I plan to go to grad school for art, and I got a mixed bag of responses for the path ahead. On the one hand, I am super excited and ready to pursue my passion. On the other hand, some of the underwhelming responses were affecting me. I asked him, “Why is outside validation important? Does pursuing art mean I am not smart enough? What is the definition of smart enough anyway? What does being successful mean and so on.”
Here is how Angela Duckworth answers some of my questions on success, passion, and IQ. Grit is one of the most critical drivers for success in any field. Grit is (passion + perseverance) for very long-term goals. It means sticking with your future day in, day out, not just for the year but for years. Grit is about living life like it is a marathon, not a sprint.

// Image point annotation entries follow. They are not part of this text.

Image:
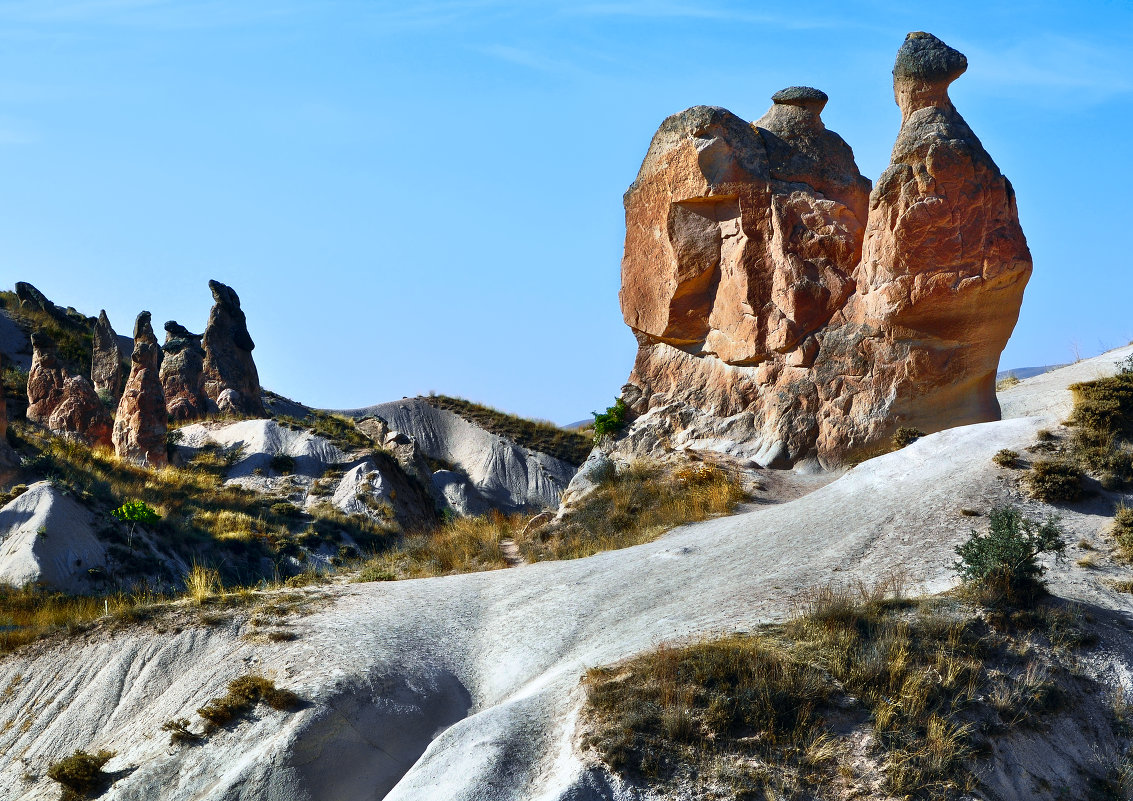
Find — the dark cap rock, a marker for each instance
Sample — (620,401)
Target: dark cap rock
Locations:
(925,58)
(803,96)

More on what this amazing woman has to say, https://www.ted.com/talks/angela_lee_duckworth_grit_the_power_of_passion_and_perseverance?language=en#t-310027
Everyone is a genius in their own right: Whether it is getting that perfect GPA, getting a job in the top corporate firm, or getting that ideal degree, our society has this checklist. Who decides that an IIM-A graduate is a genius and that artist who can paint a 30 feet canvas or that poet whose words can move you to tears is not? Nobody. Even the weakest students sound so smart when they talk about the things that genuinely interest them. Find what excites you the most chase it! Find your purpose, follow your path. People will have their perceptions of you; use them in your favor.
Passion + Perseverance: It is common to see enthusiasm while starting a new project; endurance is rare. Once you find your purpose put in the hours. Passion is synonymous with infatuation, but high achievers talk about commitment of a different kind. Once you are at the top, voila! Welcome to the club.
Quoting Will Smith: “The only thing that I see that is distinctly different about me is:I’m not afraid to die on the treadmill. I will not be outworked. You might have more talent than me, you might be smarter than me, you might be better looking than me. You got it on me in nine categories. But if we get on the treadmill together, there’s two things: you’re getting off first or I’m going to die. It’s really that simple.”
Do not blame the gene pool: Growing up in a culture and society where we worship intellect, many tend to believe that most successful people are “gifted.” It is our ego and vanity that promote this idea of genius. Now, if we think of genius as something “divine,” we do not feel the compelling need to compete, to learn, and to grow. Sure, we all have inherited different IQ’s but what is way more important is having a growth mindset.
Growth Mindset: The brain is incredibly adaptive, like a muscle that gets stronger with use. Part of our grit is inherited, but the more we struggle to master a new challenge, grit grows. For all those of you who might be as short, I am, that is the difference between our height and our potential.
Think only of the best, work only for the best, and expect only the best. Forget the mistakes of the past and press on to the more remarkable achievements of the future.
Do not give in to the norms; find your purpose. Own it.